No, his solution isn't color blind social democratic politics and you've adduced no citations of reeds work to support the claim.

He argues that the programmatic politics of the new deal or the civil rights movement were more effective than movementism and he is (arguably) correct. He has a weak critique of the labor liberalism problem, but then again so does most of the left.

Hieronymous
Sep 1 2017 06:15

Mike, I only read your piece and none of the comments -- yet.

It's excellent, spot on, and totally appropriate for the historical period we're currently living through.

Thanks for writing it.

Steven.
Sep 1 2017 10:02

Just a quick comment about the mention of Black Lives Matter. I think it definitely makes more sense as a class movement than a race one. For example BLM activists also made a big deal about police killings of white working class people, whereas the "all lives matter" crowd basically didn't give a shit.

Sharkfinn
Sep 2 2017 09:32
Mike Harman wrote:
Short on time, so an incomplete reply to the last two comments:

Sharkfinn wrote:
Having a social democratic strategy itself doesn’t imply necessarily Lassallean political program, and being a reformist doesn’t automatically devalue Reed's academic and political output.

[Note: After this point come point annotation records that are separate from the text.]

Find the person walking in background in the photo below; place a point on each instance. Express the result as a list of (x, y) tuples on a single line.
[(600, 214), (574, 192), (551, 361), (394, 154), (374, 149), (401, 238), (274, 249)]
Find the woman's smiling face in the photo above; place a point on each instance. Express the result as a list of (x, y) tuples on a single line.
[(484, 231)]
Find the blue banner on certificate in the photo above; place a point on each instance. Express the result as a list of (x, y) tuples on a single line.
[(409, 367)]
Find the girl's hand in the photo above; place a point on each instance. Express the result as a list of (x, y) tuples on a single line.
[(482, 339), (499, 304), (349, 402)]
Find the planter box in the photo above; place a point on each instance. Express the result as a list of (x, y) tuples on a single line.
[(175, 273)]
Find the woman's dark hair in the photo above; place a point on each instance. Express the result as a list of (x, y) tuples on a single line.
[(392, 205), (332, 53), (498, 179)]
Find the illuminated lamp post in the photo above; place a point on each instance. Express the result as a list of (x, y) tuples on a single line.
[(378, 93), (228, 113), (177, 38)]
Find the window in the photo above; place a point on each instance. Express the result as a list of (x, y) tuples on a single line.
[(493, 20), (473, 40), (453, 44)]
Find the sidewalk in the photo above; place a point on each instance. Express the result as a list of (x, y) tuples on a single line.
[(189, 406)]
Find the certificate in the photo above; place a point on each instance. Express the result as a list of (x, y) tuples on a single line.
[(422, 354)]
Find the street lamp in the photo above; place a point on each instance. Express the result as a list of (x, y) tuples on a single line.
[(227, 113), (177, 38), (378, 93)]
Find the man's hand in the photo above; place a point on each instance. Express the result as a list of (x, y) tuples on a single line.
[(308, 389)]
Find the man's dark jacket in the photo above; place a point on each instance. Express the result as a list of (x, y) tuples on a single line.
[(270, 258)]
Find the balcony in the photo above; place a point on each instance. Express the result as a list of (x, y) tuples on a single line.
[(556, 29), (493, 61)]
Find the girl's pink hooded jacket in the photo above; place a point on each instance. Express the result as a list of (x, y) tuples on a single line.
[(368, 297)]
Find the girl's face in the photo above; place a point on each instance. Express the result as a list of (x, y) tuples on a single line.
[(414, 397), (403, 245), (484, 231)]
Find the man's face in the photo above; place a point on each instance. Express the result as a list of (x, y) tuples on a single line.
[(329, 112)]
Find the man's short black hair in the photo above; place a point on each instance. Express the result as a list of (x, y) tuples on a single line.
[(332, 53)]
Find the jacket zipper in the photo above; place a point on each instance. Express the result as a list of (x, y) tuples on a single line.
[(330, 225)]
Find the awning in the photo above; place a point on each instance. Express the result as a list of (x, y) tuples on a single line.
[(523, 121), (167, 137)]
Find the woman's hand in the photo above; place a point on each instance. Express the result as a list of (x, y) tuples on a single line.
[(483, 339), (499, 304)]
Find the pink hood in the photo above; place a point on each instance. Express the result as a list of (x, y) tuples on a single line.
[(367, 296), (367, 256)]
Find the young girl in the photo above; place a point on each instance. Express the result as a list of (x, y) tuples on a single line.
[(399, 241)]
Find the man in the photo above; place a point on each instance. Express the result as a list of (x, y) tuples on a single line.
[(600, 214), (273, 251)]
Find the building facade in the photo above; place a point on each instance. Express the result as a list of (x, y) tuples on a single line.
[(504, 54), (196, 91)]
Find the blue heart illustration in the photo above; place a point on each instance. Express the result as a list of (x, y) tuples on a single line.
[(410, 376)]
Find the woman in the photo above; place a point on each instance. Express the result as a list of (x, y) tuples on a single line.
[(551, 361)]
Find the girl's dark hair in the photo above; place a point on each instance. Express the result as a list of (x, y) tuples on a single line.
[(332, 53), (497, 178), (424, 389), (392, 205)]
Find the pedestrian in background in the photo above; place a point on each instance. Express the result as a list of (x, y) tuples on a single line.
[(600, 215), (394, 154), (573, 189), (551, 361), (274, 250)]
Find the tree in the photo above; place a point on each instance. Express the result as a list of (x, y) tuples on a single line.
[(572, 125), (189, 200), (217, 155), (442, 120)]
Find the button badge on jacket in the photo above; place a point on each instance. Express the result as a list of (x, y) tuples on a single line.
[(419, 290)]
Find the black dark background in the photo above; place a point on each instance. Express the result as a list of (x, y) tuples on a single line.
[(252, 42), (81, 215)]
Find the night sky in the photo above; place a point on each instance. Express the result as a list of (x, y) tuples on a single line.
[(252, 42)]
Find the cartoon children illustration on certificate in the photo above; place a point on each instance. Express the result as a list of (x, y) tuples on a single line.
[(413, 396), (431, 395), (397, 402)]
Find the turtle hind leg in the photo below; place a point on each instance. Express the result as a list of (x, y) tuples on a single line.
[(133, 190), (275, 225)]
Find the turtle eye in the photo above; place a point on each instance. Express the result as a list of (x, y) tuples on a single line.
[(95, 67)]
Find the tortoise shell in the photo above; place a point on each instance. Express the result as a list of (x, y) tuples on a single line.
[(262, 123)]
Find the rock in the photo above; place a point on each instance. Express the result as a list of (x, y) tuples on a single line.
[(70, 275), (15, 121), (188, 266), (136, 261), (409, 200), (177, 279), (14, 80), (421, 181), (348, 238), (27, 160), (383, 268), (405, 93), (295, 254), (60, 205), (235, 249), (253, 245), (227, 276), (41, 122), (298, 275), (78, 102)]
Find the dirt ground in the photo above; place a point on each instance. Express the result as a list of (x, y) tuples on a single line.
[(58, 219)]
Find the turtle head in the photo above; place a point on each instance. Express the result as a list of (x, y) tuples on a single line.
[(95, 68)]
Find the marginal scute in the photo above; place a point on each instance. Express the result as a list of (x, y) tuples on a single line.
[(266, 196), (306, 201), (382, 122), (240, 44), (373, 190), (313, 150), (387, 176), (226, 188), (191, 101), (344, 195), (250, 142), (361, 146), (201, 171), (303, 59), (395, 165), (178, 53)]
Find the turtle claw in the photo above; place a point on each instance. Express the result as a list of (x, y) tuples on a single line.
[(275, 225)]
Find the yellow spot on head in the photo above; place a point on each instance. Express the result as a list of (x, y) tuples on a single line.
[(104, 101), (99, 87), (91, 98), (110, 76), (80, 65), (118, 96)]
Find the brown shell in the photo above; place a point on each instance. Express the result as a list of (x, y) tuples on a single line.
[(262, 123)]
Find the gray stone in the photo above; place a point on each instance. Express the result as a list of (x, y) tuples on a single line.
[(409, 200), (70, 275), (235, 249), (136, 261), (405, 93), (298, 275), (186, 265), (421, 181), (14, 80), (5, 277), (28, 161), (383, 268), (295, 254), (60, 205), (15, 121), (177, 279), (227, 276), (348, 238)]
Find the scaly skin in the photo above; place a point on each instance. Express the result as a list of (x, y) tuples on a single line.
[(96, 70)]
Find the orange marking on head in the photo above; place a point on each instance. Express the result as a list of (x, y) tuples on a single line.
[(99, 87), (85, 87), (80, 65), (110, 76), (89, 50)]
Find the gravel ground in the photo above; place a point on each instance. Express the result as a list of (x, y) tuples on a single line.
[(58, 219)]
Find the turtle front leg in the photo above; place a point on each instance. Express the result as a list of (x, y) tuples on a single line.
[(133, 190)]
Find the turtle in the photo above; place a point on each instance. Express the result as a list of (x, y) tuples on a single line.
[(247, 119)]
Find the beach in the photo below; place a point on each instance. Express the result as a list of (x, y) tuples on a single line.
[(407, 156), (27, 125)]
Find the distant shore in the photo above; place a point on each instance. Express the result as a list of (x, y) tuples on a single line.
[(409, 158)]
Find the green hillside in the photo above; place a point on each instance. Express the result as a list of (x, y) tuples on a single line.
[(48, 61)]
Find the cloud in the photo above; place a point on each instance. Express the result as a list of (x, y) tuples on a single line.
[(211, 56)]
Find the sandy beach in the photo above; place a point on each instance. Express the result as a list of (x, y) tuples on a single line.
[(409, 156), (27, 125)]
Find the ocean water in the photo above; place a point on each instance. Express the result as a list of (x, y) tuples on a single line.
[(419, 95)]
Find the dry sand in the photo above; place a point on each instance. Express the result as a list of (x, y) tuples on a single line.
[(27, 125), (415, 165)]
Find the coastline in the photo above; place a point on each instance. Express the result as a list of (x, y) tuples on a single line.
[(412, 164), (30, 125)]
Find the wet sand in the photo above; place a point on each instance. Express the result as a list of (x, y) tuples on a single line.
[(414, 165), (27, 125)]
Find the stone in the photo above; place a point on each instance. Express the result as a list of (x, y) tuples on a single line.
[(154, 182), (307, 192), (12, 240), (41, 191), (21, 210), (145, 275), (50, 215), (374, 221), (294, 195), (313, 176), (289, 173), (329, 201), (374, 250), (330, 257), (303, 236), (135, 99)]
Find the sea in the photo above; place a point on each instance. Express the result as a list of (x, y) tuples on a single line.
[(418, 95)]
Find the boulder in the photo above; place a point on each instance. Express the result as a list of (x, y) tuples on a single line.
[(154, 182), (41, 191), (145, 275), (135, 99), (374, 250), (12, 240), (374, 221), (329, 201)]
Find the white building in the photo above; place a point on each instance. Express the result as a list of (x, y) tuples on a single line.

This is an assertion, but there's no argument. The basic split between Lassalle and Marx, is that Lassalle wanted to conquer the state and use it for the interests of workers, Marx and Engels wanted to abolish it - both of these positions are often mis-labeled as 'Marxist'.

When someone is saying things like "There is no millenarian moment, no objective moment of the crash." or "Fourth International and other fantasists", then tells people to vote for Bernie, that indicates one side of this particular split.

Lassalle believed in the "iron law of wages" and that workers cooperatives had to be subsidised by the state to be an improvement to worker's lives - a belief based on 19th century economics. What Engels means by "wither", is a matter of a more compex debate, but it did not mean immidiate abolishment. Marx believed in stages and pursued party politics, and how that relates to modern day politics is another matter. Reed doesn't hold any 19th century German labour party beliefs. If you want to call him reformist Ok, but maybe then just use the word.

Reed solution might be insufficient, but that doesn't devalue his underlying argument about the problem. Those are two different things.